Dans cette analyse en effet le professeur donne des points de vue à propos des récents développements dans cette affaire qui a défrayée la chronique des médias ces derniers jours.
Selon lui si comme il le dit le président de la république la Commission Electorale Nationale Indépendante serait amené à refuser la candidature de Pierre Nkurunziza qui aura huit jours pour soumettre sa réclamation auprès des instances habilitées. Par ailleurs, lorsque la CENI l’acceptera sans autres critiques éventuelles, la cour constitutionnelle cautionnera la décision de la CENI.
« Nulle part dans la constitution , dans le code électoral ou dans la loi régissant la cour constitutionnelle, il n’est prévu que la cour doive confirmer une candidature une candidature déclarée par la CENI » a-t-il souligné dans ce documents.
Il précise en même temps que le principe de la limitation du nombre de mandat n’a aucun impact sur l’évaluation de la recevabilité de l’éventuelle candidature de Pierre Nkurunziza aux élections présidentielles de 2015 par la CENI.

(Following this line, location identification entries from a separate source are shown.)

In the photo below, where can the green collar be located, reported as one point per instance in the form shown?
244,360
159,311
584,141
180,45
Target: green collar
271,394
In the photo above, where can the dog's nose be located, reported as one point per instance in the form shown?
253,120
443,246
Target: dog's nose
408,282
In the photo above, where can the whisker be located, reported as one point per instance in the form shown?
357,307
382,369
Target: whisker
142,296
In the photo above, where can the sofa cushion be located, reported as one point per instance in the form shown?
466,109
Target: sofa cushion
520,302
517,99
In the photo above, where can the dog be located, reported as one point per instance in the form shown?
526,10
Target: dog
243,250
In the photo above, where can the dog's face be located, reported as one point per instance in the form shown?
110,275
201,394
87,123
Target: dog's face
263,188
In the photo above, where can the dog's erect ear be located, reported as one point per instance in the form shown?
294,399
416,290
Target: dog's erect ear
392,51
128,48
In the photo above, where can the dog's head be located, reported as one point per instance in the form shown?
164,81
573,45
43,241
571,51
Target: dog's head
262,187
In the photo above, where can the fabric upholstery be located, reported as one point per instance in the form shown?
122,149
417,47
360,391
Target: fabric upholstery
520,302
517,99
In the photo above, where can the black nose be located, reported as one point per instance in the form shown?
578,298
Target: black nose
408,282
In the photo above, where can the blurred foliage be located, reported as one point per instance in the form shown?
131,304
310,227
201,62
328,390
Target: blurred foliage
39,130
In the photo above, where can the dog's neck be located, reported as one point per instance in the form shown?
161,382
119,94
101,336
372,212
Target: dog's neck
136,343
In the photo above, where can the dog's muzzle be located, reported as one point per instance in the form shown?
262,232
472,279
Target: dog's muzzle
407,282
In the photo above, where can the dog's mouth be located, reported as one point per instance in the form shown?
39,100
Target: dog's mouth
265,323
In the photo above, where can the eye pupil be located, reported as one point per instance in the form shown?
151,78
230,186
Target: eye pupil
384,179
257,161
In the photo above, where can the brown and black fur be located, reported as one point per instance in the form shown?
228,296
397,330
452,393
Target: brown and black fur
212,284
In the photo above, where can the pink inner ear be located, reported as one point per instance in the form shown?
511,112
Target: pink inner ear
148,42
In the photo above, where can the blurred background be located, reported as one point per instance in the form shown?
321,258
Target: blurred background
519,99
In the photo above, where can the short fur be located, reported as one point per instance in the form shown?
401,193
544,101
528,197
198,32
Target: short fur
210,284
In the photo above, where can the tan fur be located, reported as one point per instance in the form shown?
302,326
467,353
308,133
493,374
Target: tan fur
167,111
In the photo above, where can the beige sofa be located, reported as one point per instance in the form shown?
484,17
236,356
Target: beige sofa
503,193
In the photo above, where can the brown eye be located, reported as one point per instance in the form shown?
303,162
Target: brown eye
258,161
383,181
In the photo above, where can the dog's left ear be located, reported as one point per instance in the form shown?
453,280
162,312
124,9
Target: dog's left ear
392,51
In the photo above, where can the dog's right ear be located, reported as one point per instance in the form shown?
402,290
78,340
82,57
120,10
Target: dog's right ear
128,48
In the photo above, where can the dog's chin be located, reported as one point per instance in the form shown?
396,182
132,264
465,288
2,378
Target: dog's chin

Ce professeur dit ainsi au moment où les partis politiques regroupés au sein de l’Alliance Démocratique pour le Changement ont déjà indiqué que le retour de Pierre Nkurunziza dans les présidentielles de 2015 sera synonyme de coup d’Etat.
Ces partis parlent de violations de la constitution, des accords de paix pour la Réconciliation du peuple Burundais hérités d’Arusha et bien d’autres. Le président de la république de sa part a indiqué qu’il a attend l’avis de son parti politique d’origine.